Autre combat que le réalisateur prône activement avec les membres de l’AROPA – association romande de la production audiovisuelle – c’est celui face aux plateformes numériques. «Il faudrait que les canaux de diffusion type Netflix, UPC ou Swisscom TV soient obligés de réinvestir dans la production régionale, comme c’est déjà le cas dans certains pays, car ils se font beaucoup d’argent.» En France, Netflix et Amazon ont l’obligation d’investir 15 % de leur chiffre d’affaire dans la production locale ou européenne. Un chiffre qui devrait monter à 20-25%.  Pour Tristan Aymon, la Suisse doit se donner les moyens de générer sa propre culture cinématographique. «Sinon, on fera face à un réel appauvrissement. Et les produits anglo-saxons nous submergeront.»
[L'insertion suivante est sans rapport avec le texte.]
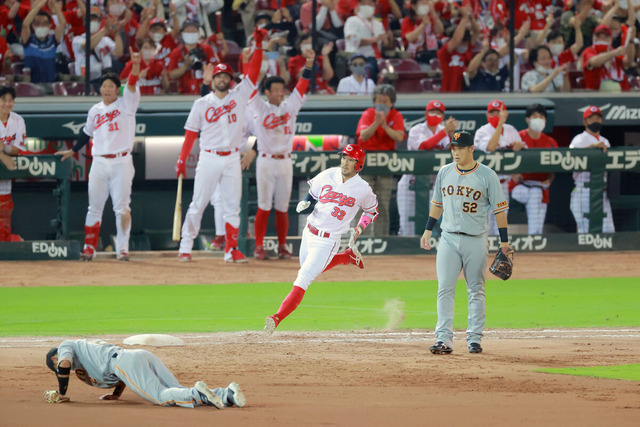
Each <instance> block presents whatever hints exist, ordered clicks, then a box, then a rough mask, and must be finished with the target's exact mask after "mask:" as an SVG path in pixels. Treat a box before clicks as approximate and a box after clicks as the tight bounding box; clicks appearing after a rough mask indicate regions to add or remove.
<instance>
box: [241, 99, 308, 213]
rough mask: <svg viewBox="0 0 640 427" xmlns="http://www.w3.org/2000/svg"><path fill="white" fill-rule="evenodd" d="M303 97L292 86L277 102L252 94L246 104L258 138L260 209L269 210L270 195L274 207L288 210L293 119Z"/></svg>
mask: <svg viewBox="0 0 640 427" xmlns="http://www.w3.org/2000/svg"><path fill="white" fill-rule="evenodd" d="M305 100H306V97H305V96H304V95H302V94H300V92H299V91H298V88H295V89H294V90H293V92H292V93H291V95H290V96H289V97H288V98H287V99H285V100H284V101H283V102H282V103H281V104H280V105H278V106H275V105H273V104H271V103H270V102H265V101H264V100H263V99H262V98H261V97H260V96H256V97H254V100H253V102H252V103H251V106H250V107H249V109H250V110H251V115H252V116H253V117H254V120H253V126H252V129H253V132H254V134H255V136H256V137H257V139H258V159H257V160H256V180H257V184H258V207H259V208H260V209H262V210H264V211H270V210H271V208H272V205H273V204H274V198H275V209H276V210H277V211H280V212H287V211H288V210H289V201H290V199H291V186H292V184H293V165H292V163H291V149H292V146H293V136H294V133H295V131H296V119H297V117H298V113H299V112H300V109H301V108H302V105H303V104H304V102H305Z"/></svg>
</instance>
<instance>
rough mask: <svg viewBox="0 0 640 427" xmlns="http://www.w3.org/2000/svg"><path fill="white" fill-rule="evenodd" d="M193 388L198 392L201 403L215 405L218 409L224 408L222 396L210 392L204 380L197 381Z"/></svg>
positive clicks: (202, 403) (211, 392)
mask: <svg viewBox="0 0 640 427" xmlns="http://www.w3.org/2000/svg"><path fill="white" fill-rule="evenodd" d="M193 388H195V389H196V391H197V392H198V393H199V394H200V400H201V401H202V404H203V405H209V406H215V407H216V408H218V409H222V408H224V403H223V402H222V398H221V397H220V396H218V395H217V394H215V393H214V392H212V391H211V390H210V389H209V387H208V386H207V384H206V383H205V382H204V381H198V382H197V383H196V385H195V386H194V387H193Z"/></svg>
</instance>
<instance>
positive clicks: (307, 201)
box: [296, 200, 311, 213]
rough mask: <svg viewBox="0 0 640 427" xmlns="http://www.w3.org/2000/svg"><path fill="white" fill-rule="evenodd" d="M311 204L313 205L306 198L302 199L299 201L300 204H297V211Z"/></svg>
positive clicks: (306, 206)
mask: <svg viewBox="0 0 640 427" xmlns="http://www.w3.org/2000/svg"><path fill="white" fill-rule="evenodd" d="M309 206H311V202H308V201H306V200H300V201H299V202H298V206H296V212H298V213H300V212H302V211H303V210H305V209H307V208H308V207H309Z"/></svg>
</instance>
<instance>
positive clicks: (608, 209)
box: [570, 185, 616, 234]
mask: <svg viewBox="0 0 640 427" xmlns="http://www.w3.org/2000/svg"><path fill="white" fill-rule="evenodd" d="M589 194H590V189H589V188H588V187H585V186H583V185H576V187H575V188H574V189H573V191H572V192H571V202H570V207H571V213H572V214H573V217H574V218H575V220H576V225H577V227H578V233H580V234H584V233H588V232H589V218H587V217H586V216H585V214H588V213H589V210H590V203H589ZM602 206H603V208H604V217H603V218H602V232H603V233H615V231H616V229H615V227H614V225H613V212H611V203H609V198H608V197H607V192H606V191H605V192H604V194H603V195H602Z"/></svg>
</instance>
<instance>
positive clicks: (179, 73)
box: [169, 21, 215, 95]
mask: <svg viewBox="0 0 640 427" xmlns="http://www.w3.org/2000/svg"><path fill="white" fill-rule="evenodd" d="M199 30H200V27H199V25H198V23H197V22H193V21H185V23H184V24H182V32H181V37H182V45H180V46H178V47H177V48H175V49H173V51H171V55H169V78H170V79H177V80H178V92H179V93H181V94H193V95H196V94H199V93H200V86H201V85H202V77H203V75H204V66H205V65H206V64H209V63H213V62H214V61H215V58H214V56H213V50H212V49H211V46H209V45H208V44H207V43H199V42H198V41H199V40H200V32H199Z"/></svg>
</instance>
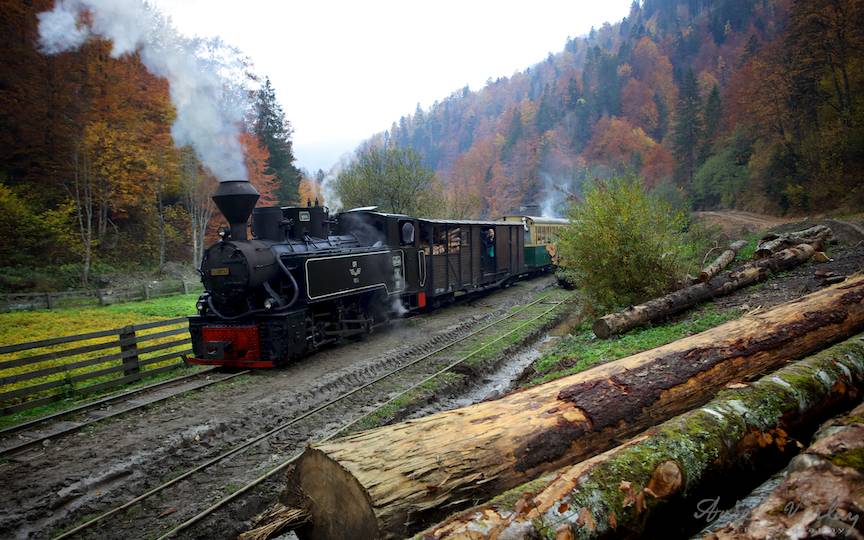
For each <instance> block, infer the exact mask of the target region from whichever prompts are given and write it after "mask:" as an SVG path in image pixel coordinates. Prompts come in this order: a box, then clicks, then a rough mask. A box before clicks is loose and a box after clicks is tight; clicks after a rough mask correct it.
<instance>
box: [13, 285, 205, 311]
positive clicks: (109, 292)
mask: <svg viewBox="0 0 864 540" xmlns="http://www.w3.org/2000/svg"><path fill="white" fill-rule="evenodd" d="M198 290H201V284H200V283H190V282H188V281H184V280H166V281H153V282H147V283H142V284H140V285H136V286H134V287H123V288H113V289H94V290H78V291H64V292H50V293H22V294H3V295H0V311H21V310H29V309H56V308H60V307H76V306H87V305H100V306H106V305H109V304H117V303H120V302H129V301H133V300H149V299H151V298H156V297H159V296H170V295H174V294H181V293H182V294H188V293H190V292H193V291H198Z"/></svg>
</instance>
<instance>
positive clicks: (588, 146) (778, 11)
mask: <svg viewBox="0 0 864 540" xmlns="http://www.w3.org/2000/svg"><path fill="white" fill-rule="evenodd" d="M862 12H864V9H862V2H861V1H856V0H816V1H809V2H795V1H791V0H721V1H717V2H707V1H700V0H645V1H644V2H643V3H642V4H641V5H640V4H639V3H638V2H634V3H633V6H632V7H631V11H630V14H629V15H628V16H627V17H626V18H625V19H623V20H622V21H620V22H618V23H616V24H614V25H610V24H604V25H603V27H602V28H600V29H599V30H592V32H591V33H590V35H588V36H586V37H582V38H577V39H572V40H569V41H568V42H567V44H566V46H565V48H564V50H563V51H561V52H558V53H557V54H550V55H549V56H548V58H547V59H546V60H545V61H543V62H541V63H539V64H537V65H535V66H532V67H530V68H528V69H526V70H524V71H523V72H521V73H517V74H515V75H514V76H512V77H510V78H500V79H498V80H495V81H492V80H490V81H489V82H488V83H487V85H486V86H485V87H484V88H483V89H481V90H479V91H470V90H469V89H468V88H467V87H466V88H464V89H462V90H459V91H457V92H455V93H453V94H452V95H450V96H448V97H447V98H446V99H443V100H442V101H440V102H436V103H435V104H434V105H433V106H432V107H431V108H430V109H429V110H426V111H424V110H421V109H419V108H418V109H417V111H416V112H415V113H414V114H413V115H410V116H407V117H403V118H401V119H400V120H399V121H398V122H394V124H393V126H392V127H391V129H390V130H388V131H387V132H385V133H381V134H378V135H375V136H374V137H372V139H371V140H370V141H367V143H366V144H376V143H379V144H380V143H383V144H394V145H397V146H402V147H410V148H413V149H415V150H416V151H418V152H419V153H420V154H421V155H422V156H423V158H424V160H425V162H426V164H427V165H428V166H430V167H431V168H433V169H435V170H436V171H437V173H438V176H439V178H441V179H442V180H443V182H444V183H445V185H446V186H447V188H448V192H449V194H450V198H451V207H452V208H451V212H452V213H454V214H455V215H459V216H471V217H477V216H488V215H493V216H494V215H500V214H502V213H505V212H507V211H508V210H511V209H513V208H515V207H517V206H519V205H530V204H536V205H539V206H540V207H541V208H542V210H543V211H546V212H556V211H557V212H560V211H562V209H563V205H562V203H563V201H564V200H565V199H566V197H567V195H568V194H578V192H579V188H580V185H581V183H582V182H583V181H584V180H585V179H586V178H589V177H596V176H608V175H612V174H622V173H625V172H634V173H637V174H639V175H640V176H641V177H642V178H643V179H644V182H645V183H646V185H647V186H649V187H658V188H659V189H661V190H662V192H663V193H664V194H666V195H667V197H670V198H674V199H677V200H678V201H680V202H682V204H687V205H691V206H693V207H696V208H703V209H704V208H713V207H718V206H726V207H732V206H734V207H740V208H745V209H750V210H757V211H769V212H775V213H779V212H793V213H794V212H804V211H809V210H811V209H824V208H837V207H841V206H844V205H847V206H851V205H853V204H855V202H856V201H860V200H861V198H862V196H864V195H862V193H861V189H860V186H859V184H860V182H858V181H857V178H855V174H856V172H857V171H859V170H860V166H861V164H862V162H864V157H862V153H864V152H862V149H861V148H862V146H864V145H861V144H857V143H856V141H858V142H859V143H860V141H861V140H864V132H862V128H861V125H862V113H861V107H860V105H859V103H858V96H859V95H860V91H861V90H862V87H864V77H862V73H864V69H862V68H864V66H862V60H861V57H862V54H861V53H862V52H864V48H862V44H864V39H862V32H864V30H862V28H864V17H862ZM550 16H554V14H550ZM826 156H830V158H831V159H826ZM850 188H851V189H850Z"/></svg>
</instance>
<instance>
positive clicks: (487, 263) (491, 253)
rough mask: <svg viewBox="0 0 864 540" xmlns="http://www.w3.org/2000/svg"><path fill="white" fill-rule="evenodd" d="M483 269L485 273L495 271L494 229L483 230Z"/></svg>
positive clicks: (494, 233) (494, 245)
mask: <svg viewBox="0 0 864 540" xmlns="http://www.w3.org/2000/svg"><path fill="white" fill-rule="evenodd" d="M483 270H484V272H486V273H487V274H492V273H494V272H495V229H494V228H492V227H489V228H488V229H486V230H485V231H483Z"/></svg>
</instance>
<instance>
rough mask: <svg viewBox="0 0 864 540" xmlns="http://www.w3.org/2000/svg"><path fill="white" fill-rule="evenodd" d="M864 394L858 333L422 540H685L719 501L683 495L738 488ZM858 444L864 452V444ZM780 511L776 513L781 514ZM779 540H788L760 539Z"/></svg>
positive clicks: (530, 485) (440, 530)
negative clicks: (688, 525) (692, 513)
mask: <svg viewBox="0 0 864 540" xmlns="http://www.w3.org/2000/svg"><path fill="white" fill-rule="evenodd" d="M862 391H864V336H860V335H859V336H857V337H855V338H854V339H851V340H849V341H847V342H845V343H842V344H840V345H837V346H835V347H832V348H830V349H828V350H825V351H823V352H822V353H819V354H817V355H815V356H812V357H810V358H807V359H805V360H802V361H800V362H796V363H794V364H792V365H789V366H786V367H785V368H783V369H781V370H779V371H777V372H776V373H774V374H771V375H767V376H765V377H763V378H762V379H760V380H758V381H757V382H755V383H753V384H752V385H751V386H746V387H744V388H741V389H735V390H728V391H725V392H722V393H721V394H720V395H718V396H717V398H716V399H714V400H713V401H711V402H710V403H708V404H707V405H705V406H703V407H702V408H700V409H696V410H693V411H690V412H688V413H686V414H683V415H681V416H678V417H676V418H674V419H672V420H670V421H668V422H666V423H664V424H662V425H660V426H657V427H656V428H652V429H650V430H649V431H647V432H646V433H644V434H642V435H641V436H639V437H637V438H636V439H634V440H632V441H629V442H628V443H626V444H624V445H622V446H620V447H618V448H615V449H613V450H610V451H608V452H605V453H603V454H600V455H599V456H595V457H594V458H591V459H589V460H587V461H584V462H582V463H579V464H576V465H573V466H571V467H567V468H564V469H561V470H559V471H557V472H556V473H554V474H551V475H547V476H546V477H543V478H541V479H539V480H537V481H534V482H532V483H531V484H529V485H526V486H522V487H520V488H518V489H516V490H512V491H511V492H510V493H507V494H505V495H502V496H500V497H498V498H496V499H494V500H493V501H491V502H490V503H488V504H484V505H482V506H480V507H476V508H474V509H472V510H469V511H467V512H464V513H462V514H460V515H457V516H453V517H451V518H449V519H448V520H447V521H445V522H443V523H441V524H439V525H437V526H434V527H432V528H430V529H427V531H426V532H425V533H424V534H422V535H420V536H421V537H422V538H424V539H430V540H431V539H445V538H447V539H450V538H471V539H477V540H479V539H485V538H490V539H491V538H508V539H517V538H549V537H550V535H551V534H554V535H555V538H600V537H613V536H614V537H623V538H632V537H636V536H642V537H645V538H650V537H651V535H650V532H651V531H658V530H663V531H664V532H666V533H667V534H668V535H669V536H673V537H675V536H681V533H686V532H687V530H686V529H687V528H688V525H689V527H691V528H693V527H697V528H698V526H699V524H700V521H699V519H703V520H705V519H706V518H707V517H708V515H709V513H710V512H714V514H713V515H714V516H715V517H716V514H717V513H719V510H717V507H716V505H714V504H712V503H713V502H714V500H712V499H702V500H701V502H700V499H698V498H697V499H696V500H692V501H687V500H686V498H685V497H684V495H685V494H692V493H698V492H700V491H701V492H702V493H703V494H704V493H705V492H706V488H707V487H708V486H707V485H706V484H711V485H712V487H713V489H715V491H714V493H715V494H716V489H717V481H718V479H721V478H722V480H723V481H725V482H736V477H735V476H734V475H736V474H737V475H744V474H748V471H747V469H748V464H749V463H752V462H753V460H757V459H758V458H760V457H763V456H765V455H767V454H773V453H776V452H777V450H778V449H779V450H781V451H788V450H790V449H791V448H787V446H791V447H794V444H793V443H792V442H791V441H790V437H789V434H790V433H794V432H795V430H796V429H798V428H799V427H800V426H802V425H804V424H807V423H809V422H811V421H812V418H814V417H816V418H818V417H820V416H822V417H824V416H825V415H827V414H830V411H831V410H832V409H836V407H838V406H844V405H845V406H846V407H848V406H851V405H852V404H854V403H856V402H857V400H858V399H859V398H860V396H861V392H862ZM856 446H857V447H864V439H862V440H861V442H859V444H857V445H856ZM740 480H741V476H739V477H738V481H740ZM718 502H719V500H718ZM690 503H692V504H690ZM828 504H830V500H829V503H828ZM682 507H683V508H685V509H686V510H685V511H680V512H676V515H678V516H680V517H679V519H678V520H677V522H676V523H674V524H671V523H668V522H666V523H661V522H660V521H661V520H662V518H661V517H660V516H663V515H666V516H668V515H669V513H670V509H673V508H674V509H680V508H682ZM694 508H695V509H696V515H694V516H693V517H694V518H696V519H697V521H695V522H690V523H687V518H686V517H685V516H689V515H691V514H692V513H693V509H694ZM780 508H781V510H780V511H776V510H775V509H774V508H772V510H774V511H775V512H776V513H778V514H781V515H782V513H783V512H782V506H781V507H780ZM808 510H809V509H808ZM700 514H701V515H700ZM704 523H705V522H704V521H701V524H703V525H704ZM676 527H680V528H682V529H684V530H676ZM697 530H698V529H697ZM777 532H778V533H780V532H782V531H777ZM781 537H785V536H784V535H783V534H766V535H757V536H755V538H781Z"/></svg>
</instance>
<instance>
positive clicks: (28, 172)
mask: <svg viewBox="0 0 864 540" xmlns="http://www.w3.org/2000/svg"><path fill="white" fill-rule="evenodd" d="M54 5H55V2H53V1H51V0H34V1H33V2H21V1H20V0H0V29H2V32H0V61H2V65H3V69H2V74H0V234H2V236H3V238H4V241H3V242H2V243H0V276H2V277H0V289H8V290H23V289H32V288H37V289H39V288H55V287H60V286H74V285H77V286H80V285H81V283H82V282H83V283H84V284H85V285H86V284H88V282H89V281H90V275H91V274H92V273H94V272H95V273H96V274H99V273H102V272H103V271H111V270H113V269H117V270H130V269H139V268H144V269H153V268H157V267H159V266H160V265H161V264H163V263H165V262H169V261H178V262H181V263H183V264H190V263H191V264H196V263H197V262H198V260H199V258H200V253H201V249H202V243H203V242H204V237H205V236H207V235H210V237H211V239H212V238H213V236H212V235H213V233H214V232H215V228H216V227H217V225H218V224H219V223H220V222H221V218H219V216H218V215H216V213H215V209H214V207H213V204H212V201H211V200H210V195H211V194H212V191H213V190H214V189H215V183H216V178H215V177H214V174H213V171H210V170H208V169H207V168H206V167H204V166H203V165H202V161H201V159H200V156H199V155H198V153H197V152H196V151H194V150H193V148H192V147H180V148H178V147H177V140H176V136H177V133H176V132H172V124H174V122H175V119H176V117H177V114H178V113H177V108H176V107H175V105H174V104H173V103H172V99H171V97H172V96H171V94H170V90H169V82H168V81H167V80H166V79H165V78H163V77H157V76H154V75H153V74H152V73H151V72H150V71H148V69H147V68H146V67H145V65H144V64H143V63H142V55H141V54H140V53H138V52H135V53H132V54H115V51H114V49H113V48H112V47H113V44H112V43H111V42H109V41H107V40H105V39H97V38H95V37H94V38H91V39H88V40H86V41H85V42H84V43H83V44H82V45H81V46H80V47H79V48H76V49H75V50H68V51H63V52H59V53H56V54H49V53H47V52H46V50H45V47H44V46H40V30H39V14H40V13H44V12H46V11H48V10H51V9H52V8H53V7H54ZM153 17H154V19H155V20H156V21H161V20H162V19H161V16H160V15H159V14H158V13H154V15H153ZM86 23H87V21H86V20H79V21H77V24H78V25H79V26H80V25H84V24H86ZM140 24H141V25H144V24H146V23H145V21H140ZM148 30H153V29H147V28H145V29H144V31H148ZM160 30H161V31H162V32H163V34H161V35H165V36H172V37H174V34H173V33H170V31H169V30H164V29H160ZM60 37H62V36H60ZM162 45H164V46H165V48H166V49H167V48H168V46H169V45H171V46H174V47H175V48H176V47H181V46H182V47H183V48H186V49H188V51H184V52H188V54H189V57H188V58H185V60H187V61H190V58H192V60H195V62H197V61H198V60H200V61H201V64H200V65H201V66H204V67H203V68H201V69H203V70H204V71H209V72H212V73H216V72H219V73H220V74H221V76H223V77H227V78H228V79H230V80H226V81H225V84H231V85H234V86H235V87H236V88H238V89H239V91H240V92H241V93H242V94H244V95H243V96H241V97H242V99H241V100H240V102H241V104H242V106H241V108H240V110H239V111H238V113H237V116H238V117H239V118H240V119H241V122H240V123H241V124H242V125H240V126H239V131H240V134H239V137H238V138H239V142H240V145H241V147H242V154H243V157H244V159H245V167H246V171H247V175H248V177H249V179H250V180H251V181H252V182H253V183H255V185H256V186H257V187H258V190H259V191H260V192H261V193H262V198H261V204H267V203H273V202H275V201H276V200H281V201H284V202H286V203H287V202H290V201H296V200H297V196H298V183H299V181H300V177H299V171H298V170H297V169H296V167H294V156H293V151H292V146H291V126H290V124H289V122H288V121H287V120H286V119H285V116H284V114H283V113H282V111H281V108H280V106H279V104H278V103H277V101H276V97H275V92H274V89H273V88H272V86H271V85H270V83H269V81H268V80H259V79H257V78H256V77H255V76H253V75H250V73H254V70H253V66H252V65H251V62H250V60H249V59H248V58H245V57H244V56H243V55H242V54H240V53H239V52H238V51H236V50H234V49H232V48H230V47H228V46H226V45H224V44H222V43H221V42H219V41H217V40H211V41H205V40H185V41H184V40H182V38H180V37H179V36H178V37H176V39H175V40H174V41H173V42H170V43H168V42H166V43H163V44H162ZM165 54H166V55H167V54H170V53H169V52H166V53H165ZM193 63H194V62H193ZM208 63H209V64H208ZM210 64H212V66H211V67H212V69H211V68H210V67H208V66H209V65H210ZM151 71H152V70H151ZM191 76H192V74H190V77H191ZM175 97H176V96H175ZM181 135H182V134H181ZM214 139H215V137H214ZM217 218H218V219H217Z"/></svg>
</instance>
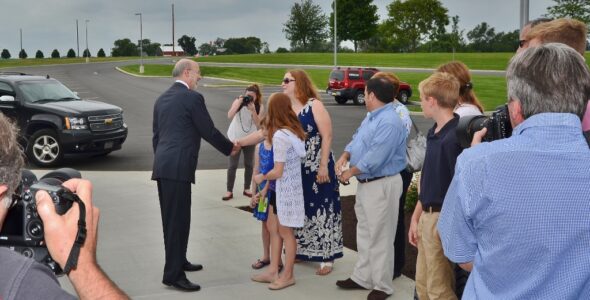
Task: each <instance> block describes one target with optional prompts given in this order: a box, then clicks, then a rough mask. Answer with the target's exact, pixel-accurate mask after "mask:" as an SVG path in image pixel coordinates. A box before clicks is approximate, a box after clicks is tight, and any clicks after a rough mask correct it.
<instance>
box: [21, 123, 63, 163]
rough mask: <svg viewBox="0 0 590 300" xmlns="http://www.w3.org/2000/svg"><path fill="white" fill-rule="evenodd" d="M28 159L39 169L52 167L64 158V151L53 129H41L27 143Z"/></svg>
mask: <svg viewBox="0 0 590 300" xmlns="http://www.w3.org/2000/svg"><path fill="white" fill-rule="evenodd" d="M27 157H28V158H29V160H31V162H33V163H34V164H36V165H37V166H39V167H52V166H55V165H57V164H58V163H59V162H60V161H61V159H62V158H63V151H62V148H61V145H60V143H59V139H58V138H57V133H56V132H55V131H54V130H52V129H41V130H39V131H37V132H35V133H34V134H33V135H32V136H31V137H30V138H29V141H28V143H27Z"/></svg>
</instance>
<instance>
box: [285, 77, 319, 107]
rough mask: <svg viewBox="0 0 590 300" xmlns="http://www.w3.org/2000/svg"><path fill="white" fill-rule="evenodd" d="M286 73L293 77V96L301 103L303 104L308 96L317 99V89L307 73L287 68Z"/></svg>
mask: <svg viewBox="0 0 590 300" xmlns="http://www.w3.org/2000/svg"><path fill="white" fill-rule="evenodd" d="M287 73H289V74H291V76H293V78H294V79H295V97H296V98H297V100H299V102H300V103H301V104H302V105H305V104H306V103H307V101H308V100H309V99H310V98H314V99H317V100H320V101H321V100H322V99H320V95H319V94H318V89H317V88H316V87H315V85H314V84H313V82H311V79H310V78H309V75H307V73H306V72H305V71H303V70H301V69H293V70H288V71H287Z"/></svg>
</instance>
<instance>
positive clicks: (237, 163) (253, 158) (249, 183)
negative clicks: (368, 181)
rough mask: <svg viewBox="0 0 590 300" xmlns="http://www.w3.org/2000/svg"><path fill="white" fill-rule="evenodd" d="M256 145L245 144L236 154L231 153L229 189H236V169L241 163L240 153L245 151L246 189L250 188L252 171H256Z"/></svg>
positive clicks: (228, 188) (251, 176) (244, 162)
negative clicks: (254, 166)
mask: <svg viewBox="0 0 590 300" xmlns="http://www.w3.org/2000/svg"><path fill="white" fill-rule="evenodd" d="M255 150H256V145H252V146H244V147H242V149H241V150H240V151H239V152H238V153H236V155H230V157H229V165H228V166H227V191H228V192H233V191H234V182H235V181H236V170H237V169H238V164H239V163H240V153H244V191H245V190H249V189H250V183H251V182H252V172H253V171H254V151H255Z"/></svg>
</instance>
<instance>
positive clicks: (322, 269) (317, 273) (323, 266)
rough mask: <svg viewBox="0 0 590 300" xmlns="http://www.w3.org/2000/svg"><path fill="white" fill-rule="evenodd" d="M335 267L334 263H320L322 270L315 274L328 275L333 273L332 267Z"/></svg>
mask: <svg viewBox="0 0 590 300" xmlns="http://www.w3.org/2000/svg"><path fill="white" fill-rule="evenodd" d="M333 265H334V263H333V262H331V261H328V262H322V263H320V268H319V269H318V270H317V271H316V272H315V274H316V275H320V276H324V275H328V274H330V273H331V272H332V266H333Z"/></svg>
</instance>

Conscient que la diffusion dans une nation coupée en 4 langues complique la tâche, ce défenseur du 7ème art helvète insiste au nom de l’intégrité des artistes du terreau. «Même si c’est dur de fabriquer des films, c’est l’expérience la plus constructive que j’ai jamais ressentie!»


ECAL, le département cinéma en 2020

Année propédeudique:
10 étudiant.e.s

Filière Bachelor:
33 étudiant.e.s

Filière Master:
15 étudiant.e.s

Né en 1988, le département de cinéma est arrivé à un point de saturation en 2011. L’ECAL s’est donc inspirée de la Fémis à Paris, l’École nationale supérieure des métiers de l'image et du son. «On a décidé de proposer des spécialisations pour augmenter le nombre de techniciens du cinéma», explique Lionel Baier, réalisateur à la tête du département depuis dix-neuf ans. De nouvelles options ont émergé en écriture de scénario, montage, chef·fe opérateur·trice, ingénieur·e du son etc.